Andrea, diseñadora y fundadora de la firma, creó para esta sevillana un boceto de la propuesta después de escuchar sus requisitos y gustos. “Lo fuimos diseñando tras elegir la tela entre las muchas opciones que tiene en su atelier”. Esta decisión, la del tejido, fue un momento divertido en el que nuestra protagonista pudo disfrutar con su hija, la novia. Se decantaron por una gasa con fondo blanco y estampada con pinceladas, en tonos verdes, berenjenas y marrones. “Lleva un hilo metalizado en dorado muy sutil”, dice.
Admite que quedó encantada con el vestido desde el primer momento y de la tela elegida alaba su espectacular caída, capaz de dar mucho movimiento a la pieza. También le gustó del resultado: “El escote cuadrado, las mangas acampanadas con detalles en los puños de gasa desflecada, la falda con vuelo y la costura central también con gasa desflecada”. La prenda incorporaba, además, un fajín con jaretas.
Complementos para un estilismo sofisticado
Como madre de la novia, Reyes quería ir elegante y favorecida, pero a la vez no restarle protagonismo a la madrina ni a la novia. “En cualquier caso siempre queremos ir bien y en mi caso me gusta ir actual y huir de lo clásico y señorón”, nos explica.

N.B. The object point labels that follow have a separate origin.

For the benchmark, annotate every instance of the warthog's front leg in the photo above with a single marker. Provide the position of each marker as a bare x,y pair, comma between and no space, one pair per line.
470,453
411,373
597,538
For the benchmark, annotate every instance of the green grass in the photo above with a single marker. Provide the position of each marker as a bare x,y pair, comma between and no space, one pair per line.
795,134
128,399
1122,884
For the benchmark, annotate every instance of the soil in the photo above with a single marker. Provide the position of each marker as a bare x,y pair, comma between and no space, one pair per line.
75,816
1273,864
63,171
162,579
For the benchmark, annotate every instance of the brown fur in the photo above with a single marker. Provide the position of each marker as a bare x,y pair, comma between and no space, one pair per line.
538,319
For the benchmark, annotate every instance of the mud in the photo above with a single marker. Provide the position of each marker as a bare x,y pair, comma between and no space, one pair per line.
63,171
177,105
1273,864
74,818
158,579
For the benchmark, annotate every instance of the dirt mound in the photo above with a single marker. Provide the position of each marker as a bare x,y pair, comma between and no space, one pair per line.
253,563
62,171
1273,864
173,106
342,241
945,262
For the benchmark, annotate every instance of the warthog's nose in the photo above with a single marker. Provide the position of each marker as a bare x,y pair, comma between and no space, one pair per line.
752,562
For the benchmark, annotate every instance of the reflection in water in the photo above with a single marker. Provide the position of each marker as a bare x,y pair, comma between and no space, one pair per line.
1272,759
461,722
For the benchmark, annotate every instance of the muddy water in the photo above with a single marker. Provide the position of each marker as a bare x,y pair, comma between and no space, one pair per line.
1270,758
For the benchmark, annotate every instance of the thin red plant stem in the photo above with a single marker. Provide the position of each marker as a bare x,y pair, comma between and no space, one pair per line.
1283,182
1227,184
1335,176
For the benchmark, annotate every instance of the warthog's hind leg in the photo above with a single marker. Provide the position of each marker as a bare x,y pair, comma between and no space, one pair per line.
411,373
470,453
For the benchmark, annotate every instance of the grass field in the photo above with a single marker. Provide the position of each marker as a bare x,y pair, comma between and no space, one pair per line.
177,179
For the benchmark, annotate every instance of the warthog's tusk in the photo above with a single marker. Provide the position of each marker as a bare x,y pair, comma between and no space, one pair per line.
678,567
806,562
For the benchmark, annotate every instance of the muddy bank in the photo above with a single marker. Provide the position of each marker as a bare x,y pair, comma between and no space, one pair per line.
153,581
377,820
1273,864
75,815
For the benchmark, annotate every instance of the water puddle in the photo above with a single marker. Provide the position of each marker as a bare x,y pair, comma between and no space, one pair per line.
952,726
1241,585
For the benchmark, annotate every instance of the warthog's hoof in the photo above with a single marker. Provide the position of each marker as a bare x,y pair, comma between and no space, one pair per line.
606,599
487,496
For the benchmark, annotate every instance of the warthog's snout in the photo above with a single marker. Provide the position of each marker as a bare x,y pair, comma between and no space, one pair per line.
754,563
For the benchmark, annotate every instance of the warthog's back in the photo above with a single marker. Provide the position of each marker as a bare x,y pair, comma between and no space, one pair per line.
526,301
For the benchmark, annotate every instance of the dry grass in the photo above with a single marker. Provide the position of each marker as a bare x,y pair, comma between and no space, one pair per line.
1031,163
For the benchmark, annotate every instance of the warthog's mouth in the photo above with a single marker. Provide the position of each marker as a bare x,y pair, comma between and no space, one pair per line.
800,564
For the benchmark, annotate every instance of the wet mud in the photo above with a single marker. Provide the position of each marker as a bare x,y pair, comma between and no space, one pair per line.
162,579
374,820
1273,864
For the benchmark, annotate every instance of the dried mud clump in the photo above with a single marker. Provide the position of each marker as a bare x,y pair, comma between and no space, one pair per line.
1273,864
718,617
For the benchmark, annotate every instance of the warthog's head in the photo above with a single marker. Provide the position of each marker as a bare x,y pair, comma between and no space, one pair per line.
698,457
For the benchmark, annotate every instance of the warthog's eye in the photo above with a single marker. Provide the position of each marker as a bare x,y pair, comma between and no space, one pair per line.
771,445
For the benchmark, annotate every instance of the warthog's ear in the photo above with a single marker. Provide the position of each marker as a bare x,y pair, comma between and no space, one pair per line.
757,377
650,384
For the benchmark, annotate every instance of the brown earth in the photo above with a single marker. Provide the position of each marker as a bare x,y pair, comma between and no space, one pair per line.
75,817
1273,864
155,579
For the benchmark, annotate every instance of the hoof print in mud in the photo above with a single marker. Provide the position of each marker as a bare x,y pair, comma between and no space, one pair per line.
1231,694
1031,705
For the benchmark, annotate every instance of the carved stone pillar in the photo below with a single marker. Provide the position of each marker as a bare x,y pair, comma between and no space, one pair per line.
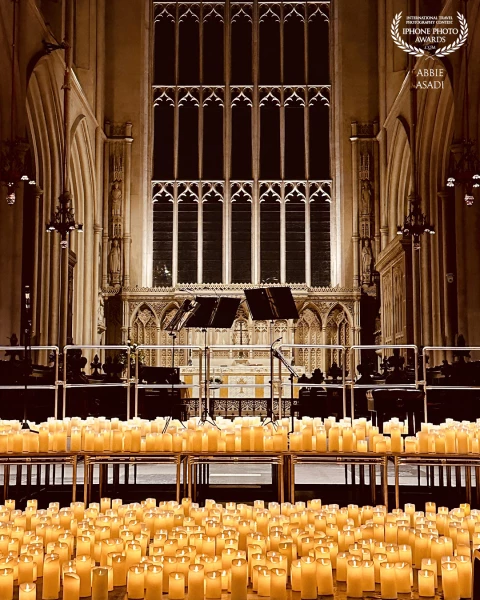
116,226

Sí que quiso que todos los ojos se posaran en un accesorio con un gran valor sentimental: unos pendientes de brillantes y rubíes herencia de su abuela materna.
Llevó tacones, un calzado que le fascina, en concreto, unas sandalias muy altas de piel, con pulsera y en color bronce. Añadió un bolso color fresón, buscando ese aire alegre que le apetecía darle al look. “El maquillaje era muy natural. Al ser final de verano, estaba bronceada y tenía buen color. Realcé los ojos con sombras en tonos tierra y con algún toque sutil rosado”, señala.
Un cumpleaños especial
Consultamos a Reyes qué momentos guarda del enlace de su hija y hay uno que conserva con especial cariño. Al día siguiente de que se casara esta pareja, nuestra protagonista cumplía años: “Al final de la cena y ya pasadas las 12 de la noche, me sorprendieron los novios entrando con una tarta de cumpleaños y al ritmo de la canción Cumpleaños Feliz. ¡Fue un momento muy emotivo y divertido al mismo tiempo, un detallazo!”.
El ‘sí, quiero’ de su hija fue en pleno verano, el 30 de agosto, en la Iglesia de San Bernardo de Sevilla. El templo se ubica en el barrio que le da nombre y data del siglo XVIII. “Estamos muy vinculados a ella porque es nuestra parroquia y allí se bautizaron nuestros tres hijos. El sacerdote que los casó vino desde México para la ocasión. Conoce a los novios desde pequeños, cuando él estuvo en Sevilla unos años de capellán en su colegio y mantienen una magnífica relación con él, así que quisieron que fuese quien los casase”, agrega.
Los invitados se trasladaron posteriormente a una hacienda de olivar, Hacienda Molinillos, para celebrar la unión en matrimonio. Aunque podría haberles sorprendido el calor sevillano, Reyes apostilla que fue una noche muy agradable. “La cena fue en un patio antiguo rodeado de una galería de arcos preciosa y con mucho sabor. Tiene una iluminación bárbara que realza su belleza y pusimos unas lámparas altas que completaban la decoración, por lo que quedó espectacular”.
Echando la vista atrás, nuestra protagonista no puede olvidar cómo de enamorados y felices estaban los recién casados. “Fue de las bodas en las que se respira mucho amor. Las dos familias muy unidas disfrutando de la felicidad de nuestros hijos. Un día inolvidable”, comparte. Y, por último, no se priva de aconsejar a otras madres de la novia que estén en creación de su look que no se disfracen. “Que sean ellas mismas y que le den preferencia a la naturalidad y al estilo, sin recargar el look. Que lo primero que elijan sea el color o estampado con el que mejor se sientan identificadas y favorecidas, y después, vendrá el diseño”, concluye.